自分が力を持ち、自分が富を持ち、自分があらゆるものを持つこと、それを私たちも目指しているようなところがある。しかし世の中には富も力も限りがある。その中で自分が多くの物を持つためにはいろんなところから、いろんな人から集めないといけない。自分が多くの物を持つことを目指すならば、周りにいる人たちは仲間ではなく敵となる。敵ならばそこからいくら搾取しようが構わないということになるだろう。相手がどうなろうが、生きようが死のうが関係ない、ということになりそうだ。
保障
しかし申命記は、命そのものを質にとってはならないとあるように、人の最低限の生活を保障するようにということが書かれている。たとえお金や食べ物を借りないといけないような状態になっているような人に対しても、挽き臼あるいはその上石を質にとってはならないという。当時は穀物が主食だったそうで、上石を質にとられるとその日のパンを焼くことができなくなってしまう、そうすると命が危険にさらされるということになる。だからそれはしてはいけないということらしい。
また「担保を取るために、その家に入ってはならない」と言う。しかも、「その人が貧しい場合には、その担保を取ったまま床に就いてはならない」、そして上着を担保にする場合でも日没には返さないといけないという。上着が布団代わりで、その上着を着て寝ていたそうで、その上着は最後の担保ということのようだ。貧しい人に対しては余計に冷たくあしらうような気持ちになることが多いような気がするが、貧しい人に対しては余計に大事にするようにということのようだ。また貧しい人には賃金はその日のうちに払わないといけないという。その人のその日の食べることに支障をきたすほど搾取するようなことがあってはならない、というのだ。

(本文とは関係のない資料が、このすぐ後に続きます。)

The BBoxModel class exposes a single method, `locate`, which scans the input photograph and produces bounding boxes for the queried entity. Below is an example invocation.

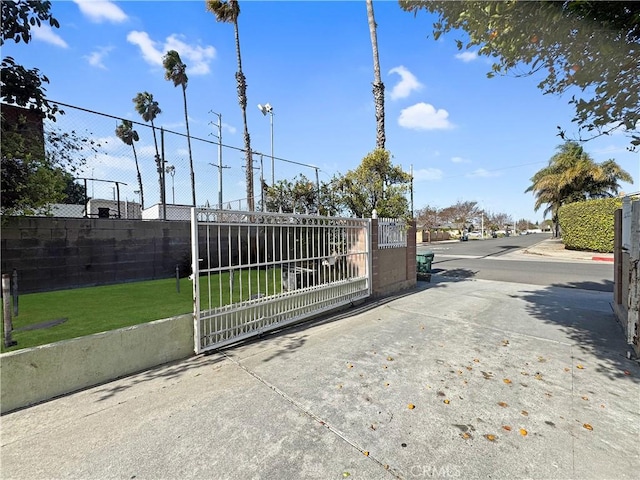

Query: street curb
[592,256,614,262]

また、畑で借り入れをするときには少しは残しておくようにと言う。落ち穂拾いという有名な絵があるが、その落ち穂拾いもできないようにしてはいけない、それほど徹底的に収穫してはいけないと言うのだ。ぶどうの取り入れのときにも全部取ってしまってはいけないとも。残りの物は寄留者や孤児、寡婦のためのものだという。そんな弱い立場の者のために少しは残しておくようにと言うのだ。
誰のもの
自分の畑にできた物であれば一粒残らず収穫する、それは全部自分の物だ、と思うのが自然ではないかという気がする。でも聖書はどうもそうは言ってないようだ。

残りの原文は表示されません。